Last night, Jeremy Corbyn attended a Seder hosted by left-wing group Jewdas. We know that because Guido Fawkes revealed it just past 10pm and all of Twitter is talking about it.
First, a quick catch up. 39 Labour MPs and peers called on Corbyn to suspend Christine Shawcroft from the party and thousands signed a petition demanding her resignation from the NEC. Sure enough, Saturday evening saw Shawcroft step down from Labour’s ruling body with immediate effect. Eddie Izzard now takes her place. The comedian, who is seen as a Corbynsceptic but whose membership of the NEC won’t affect its pro-Corbyn majority, swiftly called for the party to “stamp out the stain of anti-Semitism”.
Yesterday afternoon Momentum released an unambiguous statement on antisemitism that was well-received by people across the party. For a few hours, it looked as if Labour’s antisemitism row might not have made headlines today. Instead, it’s Day 12 of the story and Guido’s scoop has ensured it will keep running.
There have been furious reactions to news that the Labour leader went to a Jewdas event. You can understand why: many are hurt and tired of rehashing the same arguments.

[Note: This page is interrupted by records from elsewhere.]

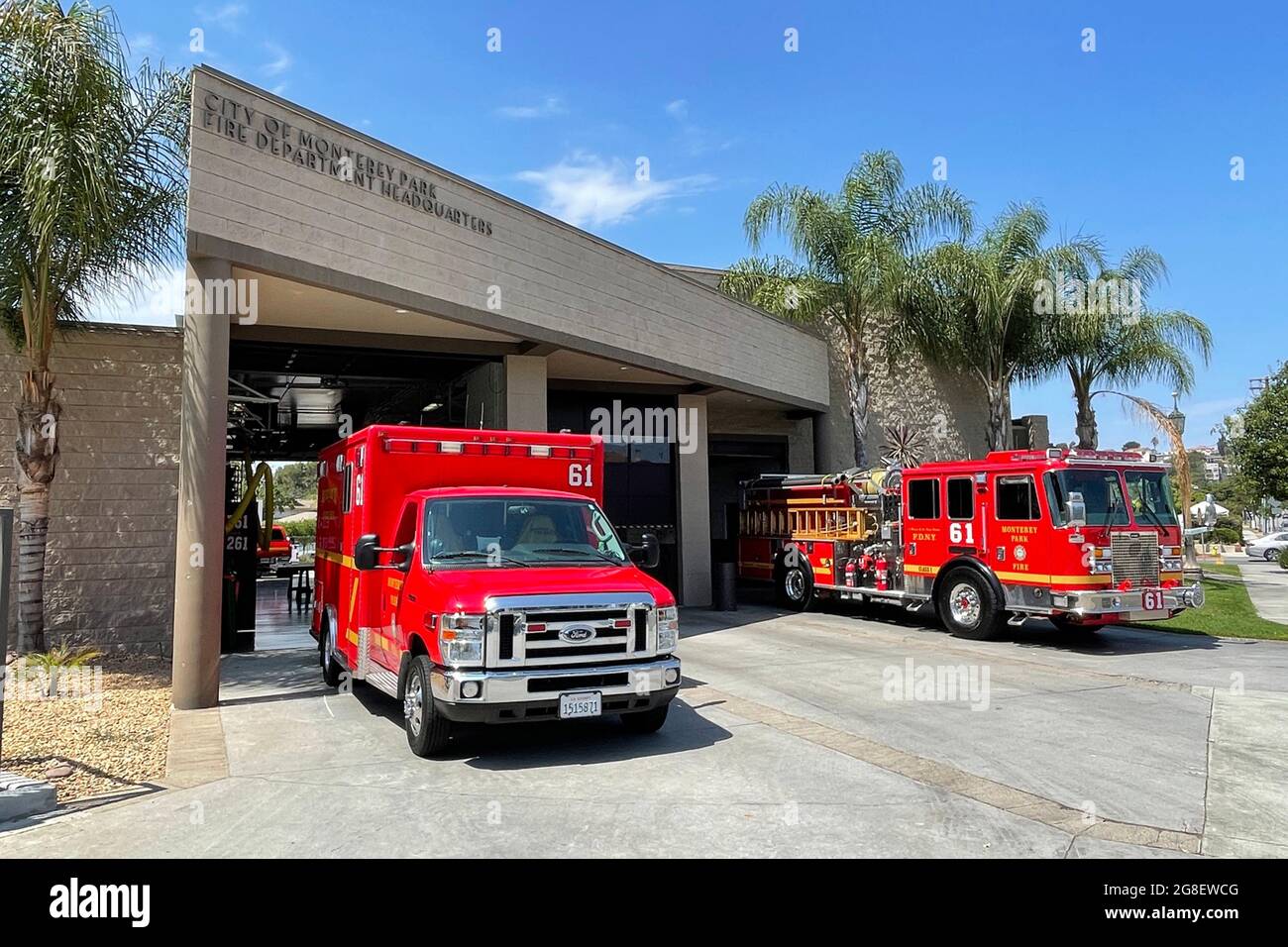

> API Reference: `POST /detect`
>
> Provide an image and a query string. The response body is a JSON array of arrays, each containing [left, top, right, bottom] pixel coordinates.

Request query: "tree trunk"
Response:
[[14, 366, 61, 655], [1073, 381, 1100, 451], [845, 339, 868, 467], [988, 385, 1012, 451]]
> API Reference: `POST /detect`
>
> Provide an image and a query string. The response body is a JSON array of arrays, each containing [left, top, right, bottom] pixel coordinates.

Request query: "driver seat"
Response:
[[514, 513, 559, 546]]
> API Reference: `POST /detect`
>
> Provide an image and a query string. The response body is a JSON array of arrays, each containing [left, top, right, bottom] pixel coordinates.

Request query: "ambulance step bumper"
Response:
[[429, 657, 680, 723]]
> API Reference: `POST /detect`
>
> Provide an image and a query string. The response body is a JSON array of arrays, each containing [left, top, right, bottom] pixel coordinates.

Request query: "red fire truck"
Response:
[[313, 425, 680, 756], [738, 449, 1203, 638]]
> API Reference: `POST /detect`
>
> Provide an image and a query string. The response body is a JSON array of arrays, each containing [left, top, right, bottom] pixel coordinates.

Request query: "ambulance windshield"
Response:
[[424, 496, 627, 569]]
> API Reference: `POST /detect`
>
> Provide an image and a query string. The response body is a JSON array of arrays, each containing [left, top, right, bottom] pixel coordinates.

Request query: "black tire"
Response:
[[935, 569, 1004, 642], [622, 701, 671, 733], [403, 655, 452, 756], [774, 553, 814, 612], [318, 618, 344, 686]]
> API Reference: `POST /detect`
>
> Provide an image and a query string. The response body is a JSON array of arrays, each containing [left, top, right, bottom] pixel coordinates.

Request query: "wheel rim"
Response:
[[783, 570, 805, 601], [948, 582, 980, 627], [403, 674, 425, 736]]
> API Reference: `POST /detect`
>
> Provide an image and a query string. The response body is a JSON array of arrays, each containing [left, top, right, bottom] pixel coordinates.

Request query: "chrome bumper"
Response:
[[429, 656, 680, 706], [1051, 582, 1203, 620]]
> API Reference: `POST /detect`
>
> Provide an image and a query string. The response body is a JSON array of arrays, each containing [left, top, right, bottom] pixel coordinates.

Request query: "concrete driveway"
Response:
[[0, 607, 1288, 858]]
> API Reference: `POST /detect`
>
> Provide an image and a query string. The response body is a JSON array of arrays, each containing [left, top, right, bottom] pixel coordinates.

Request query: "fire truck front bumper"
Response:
[[1051, 582, 1203, 621], [429, 655, 680, 723]]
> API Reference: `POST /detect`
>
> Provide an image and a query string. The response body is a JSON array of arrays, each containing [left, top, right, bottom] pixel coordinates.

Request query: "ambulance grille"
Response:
[[1109, 532, 1158, 587], [486, 594, 654, 669]]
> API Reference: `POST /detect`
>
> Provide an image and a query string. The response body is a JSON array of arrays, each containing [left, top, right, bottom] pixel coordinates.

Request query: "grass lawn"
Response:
[[1130, 563, 1288, 640]]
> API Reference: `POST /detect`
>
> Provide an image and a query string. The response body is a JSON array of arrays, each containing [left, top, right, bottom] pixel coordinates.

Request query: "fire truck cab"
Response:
[[738, 449, 1203, 638], [312, 425, 680, 756]]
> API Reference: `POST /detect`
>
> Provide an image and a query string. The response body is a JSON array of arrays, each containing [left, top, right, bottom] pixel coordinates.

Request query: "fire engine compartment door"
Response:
[[944, 474, 988, 561]]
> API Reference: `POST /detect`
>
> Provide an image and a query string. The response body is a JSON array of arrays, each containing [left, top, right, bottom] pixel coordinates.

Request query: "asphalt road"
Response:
[[0, 607, 1288, 858]]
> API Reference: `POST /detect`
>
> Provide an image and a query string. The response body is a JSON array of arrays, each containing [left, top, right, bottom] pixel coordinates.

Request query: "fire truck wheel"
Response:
[[937, 569, 1002, 640], [318, 618, 343, 686], [403, 655, 452, 756], [774, 563, 814, 612], [622, 701, 671, 733]]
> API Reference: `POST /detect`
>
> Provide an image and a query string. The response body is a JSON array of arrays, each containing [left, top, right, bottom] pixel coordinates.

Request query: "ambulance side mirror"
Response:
[[1064, 489, 1087, 530], [631, 532, 662, 570], [353, 532, 380, 570]]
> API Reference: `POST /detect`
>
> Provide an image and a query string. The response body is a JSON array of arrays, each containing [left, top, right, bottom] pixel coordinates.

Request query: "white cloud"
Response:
[[259, 43, 295, 76], [85, 265, 188, 329], [518, 152, 711, 227], [496, 95, 568, 119], [196, 4, 246, 33]]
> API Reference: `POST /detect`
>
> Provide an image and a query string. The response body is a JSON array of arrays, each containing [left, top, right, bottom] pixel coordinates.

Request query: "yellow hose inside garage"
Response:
[[224, 460, 273, 553]]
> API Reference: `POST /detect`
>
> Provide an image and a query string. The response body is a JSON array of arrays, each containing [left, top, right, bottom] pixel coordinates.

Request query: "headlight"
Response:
[[438, 612, 486, 668], [657, 605, 680, 652]]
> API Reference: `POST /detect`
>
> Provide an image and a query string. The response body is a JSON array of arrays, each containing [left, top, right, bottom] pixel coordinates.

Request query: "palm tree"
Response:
[[0, 0, 189, 652], [1056, 246, 1212, 450], [894, 204, 1100, 451], [720, 151, 971, 467]]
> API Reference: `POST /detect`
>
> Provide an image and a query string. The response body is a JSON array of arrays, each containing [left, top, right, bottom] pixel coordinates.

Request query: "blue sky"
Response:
[[105, 0, 1288, 447]]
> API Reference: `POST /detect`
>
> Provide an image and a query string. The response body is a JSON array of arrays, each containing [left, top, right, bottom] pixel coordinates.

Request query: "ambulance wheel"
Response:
[[936, 569, 1002, 642], [403, 655, 452, 756], [774, 551, 814, 612], [622, 701, 671, 733], [318, 618, 344, 686]]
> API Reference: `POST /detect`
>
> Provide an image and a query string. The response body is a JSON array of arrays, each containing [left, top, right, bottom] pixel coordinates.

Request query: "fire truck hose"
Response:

Council candidates in Jewish areas have been struggling on the doorstep since the antisemitic mural story first broke; one described to me how “on one canvass every single Jewish Labour voter said they couldn’t vote for us now”. Barnet, where the Tories have wreaked havoc with its extreme outsourcing of public services, has become too close to call whereas a couple of weeks ago it was a near-certain win for Labour.
As ever, timing is key. The optics of Corbyn attending a Jewdas event without having first met with the Board of Deputies and Jewish Leadership Council are bad. The task with which Corbyn was equipped last week was to reach out to the “mainstream Jewish community” and many say this will have made that more difficult.
But this issue isn’t as straightforward as it may seem. Over the last 12 hours there have been serious misrepresentations of Jewdas, a group made up of left-wing Jewish people. I know MPs’ staffers who go to their meetings and were excited to have Corbyn attend last night.
Young Labour activist Charlotte Nichols was there and has written for LabourList today about why she was glad Corbyn joined them to celebrate Passover. She says some of the criticism levelled at Corbyn for his attendance is itself antisemitic and rebuts claims that Jewdas is “antithetical” to the “mainstream Jewish community”. Her robust piece is well worth a read.
Again, there’s a lot of hurt on every side of this row. Listening to one another is essential if, rather than let right-wing commentators control the narrative, Labour is to have a constructive conversation about antisemitism.